# Captain K Dancy



## borderreiver (Oct 11, 2008)

Chief mate of the tug Turmoil 
I believe this incident got me started on my sea gong.

http://www.telegraph.co.uk/news/obi.../naval-obituaries/10236118/Kenneth-Dancy.html


----------



## woodend (Nov 23, 2009)

R.I.P. and condolences to his family and friends. The incident certainly brought home to a great many people that television had its advantages and was here to stay. There were many people following the TURMOIL saga.


----------



## ben27 (Dec 27, 2012)

good day borderreiver,sm.yesterday,17:42.re:captain k dancy.he was certainly a hero.and had much courage.an amazing true story.may he rest in peace,and my condolences to his family.thank you for posting.regards ben27


----------



## tsell (Apr 29, 2008)

Sad to hear of the passing of a very brave man. 
We were in the same storm on the Sheaf Arrow when the Flying Enterprise crossed our bow on Christmas Eve in a dangerous move.
The Aldis Lamp was shone onto her bridge and there appeared to be nobody in her wheelhouse, leading our Captain and Mate to conclude that, "She's on Iron Mike!" The conjecture was, that being Christmas Eve, all were having a great time below, hence our near collision when she didn't give way.
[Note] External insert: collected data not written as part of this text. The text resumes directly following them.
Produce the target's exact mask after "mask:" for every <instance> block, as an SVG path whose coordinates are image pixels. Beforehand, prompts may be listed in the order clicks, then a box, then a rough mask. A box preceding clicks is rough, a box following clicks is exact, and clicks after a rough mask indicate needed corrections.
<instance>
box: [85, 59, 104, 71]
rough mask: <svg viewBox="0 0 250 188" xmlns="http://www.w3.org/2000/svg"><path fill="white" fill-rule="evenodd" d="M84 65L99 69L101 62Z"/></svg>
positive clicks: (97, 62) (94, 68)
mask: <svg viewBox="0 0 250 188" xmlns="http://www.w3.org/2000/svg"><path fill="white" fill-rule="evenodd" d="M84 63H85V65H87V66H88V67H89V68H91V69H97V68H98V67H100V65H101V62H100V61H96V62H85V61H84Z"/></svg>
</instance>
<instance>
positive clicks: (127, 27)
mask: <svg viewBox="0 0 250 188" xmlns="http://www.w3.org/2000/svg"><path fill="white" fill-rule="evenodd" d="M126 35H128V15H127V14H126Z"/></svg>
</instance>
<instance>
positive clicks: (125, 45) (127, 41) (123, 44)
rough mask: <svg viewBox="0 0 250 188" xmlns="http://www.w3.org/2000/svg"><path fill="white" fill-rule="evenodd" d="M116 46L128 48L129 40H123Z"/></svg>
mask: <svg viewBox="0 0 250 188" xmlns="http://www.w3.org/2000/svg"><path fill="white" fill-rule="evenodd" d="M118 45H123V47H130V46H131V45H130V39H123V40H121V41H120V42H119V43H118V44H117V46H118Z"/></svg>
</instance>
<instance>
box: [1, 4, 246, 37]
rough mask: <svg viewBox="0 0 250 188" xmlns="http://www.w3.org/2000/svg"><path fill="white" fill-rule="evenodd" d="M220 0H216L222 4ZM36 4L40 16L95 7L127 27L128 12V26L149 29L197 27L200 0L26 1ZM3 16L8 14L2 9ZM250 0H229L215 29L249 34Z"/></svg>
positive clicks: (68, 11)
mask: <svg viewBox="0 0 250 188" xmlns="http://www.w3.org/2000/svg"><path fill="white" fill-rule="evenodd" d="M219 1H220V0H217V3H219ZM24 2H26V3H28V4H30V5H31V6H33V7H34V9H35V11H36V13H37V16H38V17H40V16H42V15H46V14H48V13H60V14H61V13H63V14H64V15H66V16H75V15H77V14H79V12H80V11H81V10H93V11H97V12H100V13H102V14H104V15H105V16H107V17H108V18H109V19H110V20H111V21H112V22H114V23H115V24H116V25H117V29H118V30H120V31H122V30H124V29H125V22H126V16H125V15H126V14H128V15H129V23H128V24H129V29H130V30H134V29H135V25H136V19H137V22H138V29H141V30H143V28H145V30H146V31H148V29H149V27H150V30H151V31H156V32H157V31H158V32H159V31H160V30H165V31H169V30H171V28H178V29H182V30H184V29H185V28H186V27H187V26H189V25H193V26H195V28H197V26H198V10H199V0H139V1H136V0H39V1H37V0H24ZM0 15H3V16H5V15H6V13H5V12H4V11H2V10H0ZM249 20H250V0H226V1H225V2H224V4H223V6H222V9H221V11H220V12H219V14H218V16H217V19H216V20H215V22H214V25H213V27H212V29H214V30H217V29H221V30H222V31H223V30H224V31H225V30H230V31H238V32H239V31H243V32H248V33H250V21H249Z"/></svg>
We were advised to say nothing about it.
The subsequent events were to remain in my memory to this day.

Taff


----------



## tiachapman (Mar 25, 2008)

one of the old school R I P matey


----------



## Barrie Youde (May 29, 2006)

R.I.P.

A truly inspirational man in terms of courage and effort. He certainly inspired me, at the age of eight.


----------



## Varley (Oct 1, 2006)

He gets a fulsome obituary in yesterday's Times.


----------



## R58484956 (Apr 19, 2004)

RIP Captain Dancy


----------



## LouisB (Dec 23, 2007)

I remember as a ten year old rushing back from school to listen to the Flying Enterprise drama on the radio (Home Service) as it was then. Even at that age it was, to me, fascinating. Dick Barton and journey into space were fine, but this was real-time boys adventure stuff. R.I.P. Mr Dancy, as stated elsewhere, one of the 'old school'.

LouisB. (Scribe)


----------



## borderreiver (Oct 11, 2008)

LouisB said:


> I remember as a ten year old rushing back from school to listen to the Flying Enterprise drama on the radio (Home Service) as it was then. Even at that age it was, to me, fascinating. Dick Barton and journey into space were fine, but this was real-time boys adventure stuff. R.I.P. Mr Dancy, as stated elsewhere, one of the 'old school'.
> 
> LouisB. (Scribe)


I was the same as your self. going to neighbours to get newspapers.I think both of them were our heroes.Home service was the the only radio allowed in our house (still is) having to put ear against the loud speaker to hear everything. My uncle who was a qm in P&O coming on his bike asking him questions about the the drama. and nearly in tears when she sunk nearly in sight of land.


----------



## bill connolly (Oct 28, 2006)

I remember the Flying Enterprise incident. I was on the Ben Nevis, and battling to say afloat in the same storm. One sea took out ventilators of number 1 and 2 holds, along with smashing in the doors to the after accommodation and steering flat. The steward's cabins ceased top exist. 
The ship put back to Falmouth where we thought we would see the arrival of the Flying Enterprise, but it sunk before she made port.
For many years there was a salvage company working on the wreck to recover the cargo.


----------



## bert thompson (Nov 28, 2005)

*Captain Dancy*

On the 6th. of July I bought a motorhome from a Mr Dancy. Discovered that he was a Nephew of Captain Dancy
I was on the British Endeavour in the area when the Flying Enterprise sank.
May he rest in peace.


----------